En point de presse avant de prononcer sa conférence, Patrick Bourgeois du RRQ a montré du doigt le PQ à plusieurs reprises, l'accusant de mollesse dans le dossier de la reconstitution et donnant à son organisme tout le crédit du recul de la Commission des champs de bataille nationaux (CCBN).«Qui a gagné la première manche? C'est nous autres car, au début, le PQ ménageait la chèvre et le chou», a déclaré Bourgeois, concédant tout de même que le PQ et le Bloc québécois s'étaient tenus debout relativement aux déclarations du président français Nicolas Sarkozy.
«On ne peut pas gagner sur toute la ligne, mais il faut démontrer un rapport de force. Nous, on continue avec notre approche confrontationnelle», poursuit Bourgeois, qui espère que la démarche de son groupe donnera des idées au parti de Pauline Marois.
«Nous nous sommes tenus debout face à la reconstitution de 1759 et nous avons marqué des points. J'espère que le PQ allumera à l'effet que sa mollesse des dernières années y est pour beaucoup dans le recul du mouvement indépendantiste. Si le PQ avait joué son rôle de fer de lance, on serait aujourd'hui en bien meilleure position!»

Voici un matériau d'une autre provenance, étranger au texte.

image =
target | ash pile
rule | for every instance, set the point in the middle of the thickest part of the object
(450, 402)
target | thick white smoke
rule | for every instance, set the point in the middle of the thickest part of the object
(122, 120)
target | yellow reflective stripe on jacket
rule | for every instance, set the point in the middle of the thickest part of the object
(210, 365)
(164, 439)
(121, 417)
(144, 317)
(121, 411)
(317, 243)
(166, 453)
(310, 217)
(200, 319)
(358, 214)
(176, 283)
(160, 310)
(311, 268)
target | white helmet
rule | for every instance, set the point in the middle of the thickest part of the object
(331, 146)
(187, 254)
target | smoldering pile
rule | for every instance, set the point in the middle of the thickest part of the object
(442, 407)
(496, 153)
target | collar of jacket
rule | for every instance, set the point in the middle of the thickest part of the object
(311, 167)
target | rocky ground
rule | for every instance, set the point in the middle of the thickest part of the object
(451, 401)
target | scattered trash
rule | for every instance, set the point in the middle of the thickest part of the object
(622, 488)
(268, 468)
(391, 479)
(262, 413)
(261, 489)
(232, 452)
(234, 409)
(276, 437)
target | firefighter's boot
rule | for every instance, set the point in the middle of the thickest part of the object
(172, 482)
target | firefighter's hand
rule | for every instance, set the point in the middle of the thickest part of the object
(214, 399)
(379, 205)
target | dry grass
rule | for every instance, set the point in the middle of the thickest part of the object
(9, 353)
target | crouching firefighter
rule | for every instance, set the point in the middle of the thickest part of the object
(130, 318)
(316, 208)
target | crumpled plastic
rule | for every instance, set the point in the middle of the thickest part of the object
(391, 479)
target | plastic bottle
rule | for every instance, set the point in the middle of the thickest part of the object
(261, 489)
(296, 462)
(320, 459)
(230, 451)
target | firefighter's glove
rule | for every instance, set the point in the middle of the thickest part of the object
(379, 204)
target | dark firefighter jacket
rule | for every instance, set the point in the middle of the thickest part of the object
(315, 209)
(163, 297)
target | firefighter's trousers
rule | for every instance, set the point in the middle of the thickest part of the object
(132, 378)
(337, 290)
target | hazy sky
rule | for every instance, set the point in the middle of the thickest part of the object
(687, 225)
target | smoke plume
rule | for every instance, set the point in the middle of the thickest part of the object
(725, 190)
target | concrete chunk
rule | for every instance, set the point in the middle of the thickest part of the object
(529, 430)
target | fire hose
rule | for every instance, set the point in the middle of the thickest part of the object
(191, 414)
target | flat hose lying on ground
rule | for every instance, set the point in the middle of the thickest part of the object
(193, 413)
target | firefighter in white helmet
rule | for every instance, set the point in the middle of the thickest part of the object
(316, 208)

«En un an d'existence, nous avons fait plier le gouvernement canadien avec un discours de confrontation. Dans le mouvement indépendantiste, les choses ne seront plus jamais les mêmes. La stratégie de la main tendue a fait son temps!», a-t-il lancé plus tard dans sa conférence.
Capitulation de Montréal
Bourgeois se réjouissait aussi que l'abandon de la reconstitution de la bataille des plaines d'Abraham sonne le glas d'une reconstitution de la capitulation de Montréal prévue pour 2010.
«J'espère bien que ça ne se fera pas! Ça n'avait aucun sens de reconstituer ces événements durant lesquels les Anglais nous ont forcés à brûler nos drapeaux», poursuit-il. Appelé à s'exprimer après Bourgeois, l'écrivain et historien René Boulanger a pour sa part parlé de la «première victoire du mouvement souverainiste depuis l'accession au pouvoir de Jacques Parizeau».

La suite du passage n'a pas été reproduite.